L’augmentation du nombre de semaines de stage impliquera moins de semaines d’enseignement dans nos lycées. Si le président a enfin concédé à dire que l’enseignement général doit rester une composante de la formation des jeunes, il l’a évoqué surtout à l’aune de disciplines qui seraient « fondamentales ». Les langues vivantes, l’éco droit, l’éco gestion, les arts appliqués, l’EPS, la PSE seront-elles considérées comme fondamentales et les postes des collègues concernés préservés ? Sa volonté de renvoyer la ventilation du volume d’enseignement général au niveau local impliquera une remise en cause du caractère national de l’accès aux formations professionnelles pour les jeunes et des diplômes professionnels. Nos organisations syndicales sont fermement attachées au principe d’égalité de notre école républicaine et revendiquent le maintien d’une grille horaire nationale pour toutes les filières professionnelles. Elles revendiquent aussi une dimension émancipatrice de la formation des jeunes à laquelle participent toutes les disciplines.

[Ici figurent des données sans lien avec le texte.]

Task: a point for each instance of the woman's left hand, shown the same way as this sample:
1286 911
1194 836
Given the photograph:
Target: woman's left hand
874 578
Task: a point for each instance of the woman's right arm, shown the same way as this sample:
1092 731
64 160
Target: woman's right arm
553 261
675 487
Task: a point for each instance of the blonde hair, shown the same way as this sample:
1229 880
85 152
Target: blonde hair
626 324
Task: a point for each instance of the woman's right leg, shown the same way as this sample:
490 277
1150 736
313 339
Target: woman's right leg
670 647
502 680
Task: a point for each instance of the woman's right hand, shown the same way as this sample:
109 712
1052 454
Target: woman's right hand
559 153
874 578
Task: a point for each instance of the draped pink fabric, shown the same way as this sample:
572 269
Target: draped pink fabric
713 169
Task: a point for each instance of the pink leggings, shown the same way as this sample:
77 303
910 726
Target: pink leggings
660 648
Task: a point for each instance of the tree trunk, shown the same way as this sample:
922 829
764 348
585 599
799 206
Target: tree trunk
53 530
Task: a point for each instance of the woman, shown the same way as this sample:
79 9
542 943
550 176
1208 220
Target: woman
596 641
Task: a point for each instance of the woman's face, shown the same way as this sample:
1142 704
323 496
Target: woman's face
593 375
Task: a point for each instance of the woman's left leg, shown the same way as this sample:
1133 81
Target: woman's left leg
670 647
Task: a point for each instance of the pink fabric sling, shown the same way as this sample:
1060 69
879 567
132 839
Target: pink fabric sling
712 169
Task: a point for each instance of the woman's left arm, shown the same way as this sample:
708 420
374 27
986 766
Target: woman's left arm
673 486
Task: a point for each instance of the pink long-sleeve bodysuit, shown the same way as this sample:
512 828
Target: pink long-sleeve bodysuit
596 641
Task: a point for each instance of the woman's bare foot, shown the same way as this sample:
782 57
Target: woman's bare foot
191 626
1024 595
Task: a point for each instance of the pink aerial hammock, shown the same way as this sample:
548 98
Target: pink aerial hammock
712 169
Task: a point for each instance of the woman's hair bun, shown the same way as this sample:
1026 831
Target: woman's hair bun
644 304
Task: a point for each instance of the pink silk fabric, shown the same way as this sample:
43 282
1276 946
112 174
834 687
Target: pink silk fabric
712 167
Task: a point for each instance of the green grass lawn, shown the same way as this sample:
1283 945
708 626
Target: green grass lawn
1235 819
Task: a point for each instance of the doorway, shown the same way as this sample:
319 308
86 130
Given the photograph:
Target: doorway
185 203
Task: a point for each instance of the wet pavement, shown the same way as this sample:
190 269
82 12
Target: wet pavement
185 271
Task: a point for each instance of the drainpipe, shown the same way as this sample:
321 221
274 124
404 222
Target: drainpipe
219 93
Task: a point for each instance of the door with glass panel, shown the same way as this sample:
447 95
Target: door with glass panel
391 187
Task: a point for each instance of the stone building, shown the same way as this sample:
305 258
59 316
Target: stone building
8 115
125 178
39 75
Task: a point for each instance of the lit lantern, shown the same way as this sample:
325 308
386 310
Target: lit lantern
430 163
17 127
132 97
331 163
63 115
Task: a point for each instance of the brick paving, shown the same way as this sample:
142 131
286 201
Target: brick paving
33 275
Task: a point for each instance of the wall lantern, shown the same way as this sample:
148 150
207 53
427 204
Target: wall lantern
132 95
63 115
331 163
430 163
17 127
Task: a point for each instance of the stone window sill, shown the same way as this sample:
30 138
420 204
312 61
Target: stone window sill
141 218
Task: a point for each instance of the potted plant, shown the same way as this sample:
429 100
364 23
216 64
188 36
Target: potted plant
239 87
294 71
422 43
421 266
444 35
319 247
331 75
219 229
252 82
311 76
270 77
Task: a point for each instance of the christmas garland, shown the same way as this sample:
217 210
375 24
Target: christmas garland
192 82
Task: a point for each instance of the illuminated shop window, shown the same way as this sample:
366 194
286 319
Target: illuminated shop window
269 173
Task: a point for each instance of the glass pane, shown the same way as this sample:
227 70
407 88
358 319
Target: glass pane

Cette diminution du temps scolaire percutera aussi les enseignant·es de matière professionnelle pour qui le président a déjà annoncé un vaste plan de reconversion. L’expérience vécue dans ce domaine par nos collègues de Gestion-Administration nécessite des engagements fermes du ministère pour permettre de vraies reconversions et se donner les moyens d’une vraie politique RH.

Nos élèves sont contraints par les lieux de stages. Nombreuses sont les entreprises qui ne peuvent pas leur proposer l’intégralité des plateaux techniques et des activités développées dans les lycées professionnels pourtant indispensables à l’obtention de leur diplôme.

Il veut imposer dès la 5ème de collège un dispositif « Avenir » consistant à dédier une demi-journée par semaine pour découvrir les métiers et les entreprises. Pour nos organisations il faut renforcer les missions et le nombre de personnels d’orientation et préparer les collégiens à tous les parcours d’orientation sans exception.

Oui la carte des formations doit évoluer, nous le portons haut et fort depuis des années. Pour nos organisations elle doit évoluer dans l’intérêt général du pays au prisme des grands enjeux écologiques, de la prise en charge du Grand âge, de la nécessaire réindustrialisation, du numérique… D’aucune façon, son « évolution » ne doit se restreindre à la seule mise en adéquation avec les besoins économiques immédiats et locaux des entreprises : chaque jeune, quel que soit le lieu géographique de son lycée professionnel, doit pouvoir trouver la formation de son choix.

Pour nos organisations syndicales CGT Agri, CGT Educ’action, CNT-FTE, SE-UNSA, SNALC, SNEP-FSU, SNES-FSU, SNFOEP, SNUEP-FSU, SEA-UNSA, SNEP-UNSA, CGT Enseignement privé, SNETAA-FO, SNETAP-FSU, SNUPDEN-FSU, SUI-FSU, SUD rural, SUNDEP-solidaires et SUD Éducation, l’urgence est de renforcer les lycées professionnels et de donner plus de temps et de moyens aux personnels pour faire réussir tous les élèves.

La réforme est à l’opposé de nos ambitions, c’est pourquoi nos organisations appellent à une journée de grève le mardi 18 octobre, point de départ de la mobilisation pour obtenir le retrait de ce projet.